In [None]:
import pandas as pd # version '0.18.1'
import numpy as np # version '1.10.4'
import matplotlib.pyplot as plt # version '2.1.0'
import ast
import re
import time

# Goal of this notebook

- For each 311 point, identify if there is an AHV near it. Add a column that says AHV = 1 or 0 in the 311 dataset

# Methodology

- This is equivalent of trying to do the buffer and intersect function on arcGIS
- The goal now is to get both AHV and 311 dataset to the same time period so that the spatial intersection can be conducted
- The test run now will only focus on the year of 2017

# AHV

After much trial and error, we finally figured out that AHV dataset has a delayed data update, ie. those that are recently uploaded belongs to a few months back. 

In [None]:
ahv = pd.read_csv('ahv_lat_long.csv')
ahv['timestamp'] = pd.to_datetime(ahv['timestamp'])
ahv.head()

## Dealing with the range column of AHV

In [None]:
#code credit: the genius duke
def correct_json(s):
    '''
    This function removes the extra characters from the json for permitted times and helps us read the values easily.
    '''
    s = re.sub("-\d\d:\d\d","'", s)
    s = s.replace("start': ", "start': '")    
    s = s.replace("end': ", "end': '")        
    s = s.replace("u'", "'")    
    return s

ahv['range_json'] = ahv['range'].apply(correct_json)
ahv[['timestamp','range_json', 'range']].head()

### Datetime adjustments

The timestamp seems IS NOT a good ballpark of the start dates in the range

In [None]:
ahv['ballpark_time'] = pd.to_datetime(ahv.timestamp, utc=True)
ahv['ballpark_year'] = ahv['ballpark_time'].dt.year
ahv['ballpark_month'] = ahv['ballpark_time'].dt.month


In [None]:
ahv_2016 = ahv[(ahv['ballpark_year']== 2016)]
ahv_2015_11 = ahv[(ahv['ballpark_year']== 2015)&(ahv['ballpark_month']==11)]
ahv_2015_12 = ahv[(ahv['ballpark_year']== 2015)&(ahv['ballpark_month']==12)]
ahv_2017_01 = ahv[(ahv['ballpark_year']== 2017)&(ahv['ballpark_month']==1)]
ahv_2017_02 = ahv[(ahv['ballpark_year']== 2017)&(ahv['ballpark_month']==2)]

In [None]:
ahv_2016_final = ahv_2015_11.append(ahv_2015_12).append(ahv_2016).append(ahv_2017_01).append(ahv_2017_02)

In [None]:
print (ahv_2016_final.shape)
ahv_2016_final.head()

# 311 Data

# New Methodology

### 1) Check if construction before or after hour

In [None]:
complaints16= pd.read_csv('2016_dep_noise.csv')

In [None]:
complaints16['c_date'] = pd.to_datetime(complaints16['Created Date'])

In [None]:
print (complaints16.shape)
complaints16.head()

In [None]:
complaints16 = complaints16[complaints16.Descriptor.isin(['Noise: Construction Before/After Hours (NM1)',
                              'Noise: Jack Hammering (NC2)','Noise: Construction Equipment (NC1)',
                             'Noise: Manufacturing Noise (NK1)'])]

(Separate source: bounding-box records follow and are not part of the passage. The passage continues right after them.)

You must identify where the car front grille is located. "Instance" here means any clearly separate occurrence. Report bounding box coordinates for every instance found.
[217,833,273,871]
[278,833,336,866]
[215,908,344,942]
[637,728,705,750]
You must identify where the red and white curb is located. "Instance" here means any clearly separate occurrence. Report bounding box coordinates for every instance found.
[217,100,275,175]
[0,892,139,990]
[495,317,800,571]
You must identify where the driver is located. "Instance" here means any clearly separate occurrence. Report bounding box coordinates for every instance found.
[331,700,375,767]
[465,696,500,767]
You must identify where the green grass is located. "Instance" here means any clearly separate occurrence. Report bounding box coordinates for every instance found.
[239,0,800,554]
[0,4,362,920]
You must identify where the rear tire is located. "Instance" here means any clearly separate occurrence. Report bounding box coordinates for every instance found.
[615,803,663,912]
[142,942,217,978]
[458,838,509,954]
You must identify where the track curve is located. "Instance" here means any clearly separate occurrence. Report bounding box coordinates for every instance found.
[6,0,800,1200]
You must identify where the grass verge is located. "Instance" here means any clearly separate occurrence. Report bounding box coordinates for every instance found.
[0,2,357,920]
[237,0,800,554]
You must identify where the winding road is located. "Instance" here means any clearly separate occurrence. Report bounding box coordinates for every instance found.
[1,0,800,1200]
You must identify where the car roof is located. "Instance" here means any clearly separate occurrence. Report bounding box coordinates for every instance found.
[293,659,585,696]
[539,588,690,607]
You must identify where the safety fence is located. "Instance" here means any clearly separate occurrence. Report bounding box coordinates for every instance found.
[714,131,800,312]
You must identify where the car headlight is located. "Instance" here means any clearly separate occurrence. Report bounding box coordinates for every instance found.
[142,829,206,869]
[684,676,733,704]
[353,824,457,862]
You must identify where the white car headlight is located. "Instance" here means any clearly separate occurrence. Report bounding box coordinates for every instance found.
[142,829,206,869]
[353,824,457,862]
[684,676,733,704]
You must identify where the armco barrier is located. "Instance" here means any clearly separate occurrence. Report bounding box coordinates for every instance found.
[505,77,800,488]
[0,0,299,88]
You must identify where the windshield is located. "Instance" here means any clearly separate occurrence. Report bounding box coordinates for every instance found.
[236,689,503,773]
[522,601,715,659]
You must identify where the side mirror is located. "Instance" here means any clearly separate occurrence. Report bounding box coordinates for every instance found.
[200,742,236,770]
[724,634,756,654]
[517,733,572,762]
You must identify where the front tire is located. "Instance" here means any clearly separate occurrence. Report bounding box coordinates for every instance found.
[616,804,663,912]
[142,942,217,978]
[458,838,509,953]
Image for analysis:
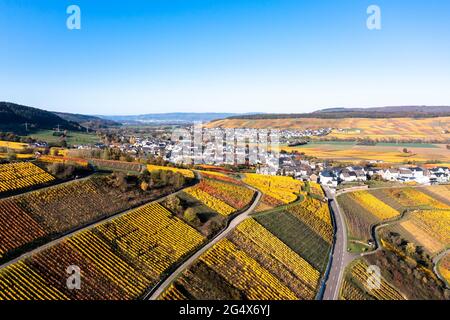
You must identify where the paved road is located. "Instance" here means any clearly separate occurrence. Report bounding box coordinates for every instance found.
[0,186,190,270]
[323,187,355,300]
[144,189,262,300]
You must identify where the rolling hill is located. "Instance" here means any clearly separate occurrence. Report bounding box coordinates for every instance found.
[229,106,450,120]
[0,102,82,133]
[207,107,450,144]
[54,112,121,129]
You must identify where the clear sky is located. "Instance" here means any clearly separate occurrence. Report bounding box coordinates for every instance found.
[0,0,450,114]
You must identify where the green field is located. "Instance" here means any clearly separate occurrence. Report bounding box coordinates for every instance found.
[23,130,100,146]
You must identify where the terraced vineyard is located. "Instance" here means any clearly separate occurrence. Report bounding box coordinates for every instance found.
[147,165,195,179]
[185,173,254,217]
[338,188,450,241]
[0,162,55,194]
[159,192,332,300]
[438,253,450,286]
[395,210,450,254]
[0,204,204,300]
[244,173,304,212]
[0,176,178,260]
[341,260,405,300]
[89,159,142,172]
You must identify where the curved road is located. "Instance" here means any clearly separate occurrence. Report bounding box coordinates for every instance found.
[144,188,262,300]
[0,188,190,270]
[323,186,355,300]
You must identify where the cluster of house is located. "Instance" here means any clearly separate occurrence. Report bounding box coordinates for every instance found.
[319,166,450,187]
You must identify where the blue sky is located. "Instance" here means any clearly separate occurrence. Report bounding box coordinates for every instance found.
[0,0,450,114]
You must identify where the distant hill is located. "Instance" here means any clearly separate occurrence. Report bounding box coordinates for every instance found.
[98,112,253,124]
[0,102,82,133]
[229,106,450,120]
[53,112,121,129]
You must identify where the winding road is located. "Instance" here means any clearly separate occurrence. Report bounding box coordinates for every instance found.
[323,186,357,300]
[0,186,192,270]
[144,188,262,300]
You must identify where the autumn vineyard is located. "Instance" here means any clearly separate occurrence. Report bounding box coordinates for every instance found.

Because it takes too long to run the whole thing, will parallelize by splitting it up

### 2) For each complaint, if it is within 200m of ahv, save it

In [None]:
def return_dist(complaint_lat,complaint_lon,ahv_lat,ahv_lon):
    ''' 
    This function returns the distance between two points
    Input : Latitude1, Longitude1, Latitude2, Longitude2
    Output : Distance in Metres
    '''
    from math import sin, cos, sqrt, atan2, radians
   # approximate radius of earth in km
    R = 6373.0
    lat1 = radians(complaint_lat)
    lon1 = radians(complaint_lon)
    lat2 = radians(ahv_lat)
    lon2 = radians(ahv_lon)

    dlon = lon2 - lon1
    dlat = lat2 - lat1

    a = sin(dlat / 2)**2 + cos(lat1) * cos(lat2) * sin(dlon / 2)**2
    c = 2 * atan2(sqrt(a), sqrt(1 - a))
    distance = R * c
    return(distance*1000)

In [None]:
ahv_list = []

def filterdistance(complaint, ahv_df):
    ''' 
       This function returns the indexes of all the AHV permits
       that the complaint lies within.
       Input : Single complaint, dataframe of AHV permits
       Output : AHV permit indexes
       '''
    for index,i in ahv_df.iterrows(): #for each ahv record
        if return_dist(float(complaint.Latitude), float(complaint.Longitude), i.lon, i.lat)<200: #if distance is less than 200m
            ahv_list.append(index)
#             ahv_within_radius.append(list(i))

    return (ahv_list)
            

In [None]:
return_dist(float(-73.946165),float(40.77410), -73.946165, 40.77410)

In [None]:
complaints16[:1]

In [None]:
ahv_2016_final[:1]

In [None]:
def filtered_time(complaint, ahv):
    ''' 
    This function returns the indexes of all the AHV permits
    that the complaint lies within.
    Input : Single complaint, dataframe of AHV permits
    Output : AHV permit indexes
    '''
    column_list = []
    for index,k in ahv.iterrows():
        for j in ast.literal_eval(k['range_json']):
            if ((complaint.c_date>pd.to_datetime(j['start']))&(complaint.c_date<pd.to_datetime(j['end']))):
                column_list.append(index)
    return(column_list)

In [None]:
complaints16['AHV'] = 0
start= time.time()
counter = 0
for index,i in complaints16.iterrows():
    time_indices = []
    space_indices = []
    time_indices = filtered_time(i,ahv_2016_final)
    ahv_final = ahv_2016_final.ix[time_indices]
    space_indices = filterdistance(i,ahv_final)
    if len(space_indices)>0:
        complaints16.AHV.loc[index] = 1
    counter = counter + 1

print("Time to run: {} seconds".format(time.time()-start))

Next steps: After getting AHV final, need to do another filterdistance with 311 dataset, this time using index,i of complaints so that we can get the 311 points of interest and record AHV=1 for these points

In [None]:
complaints16.to_csv('subset_files/ahv_1.csv')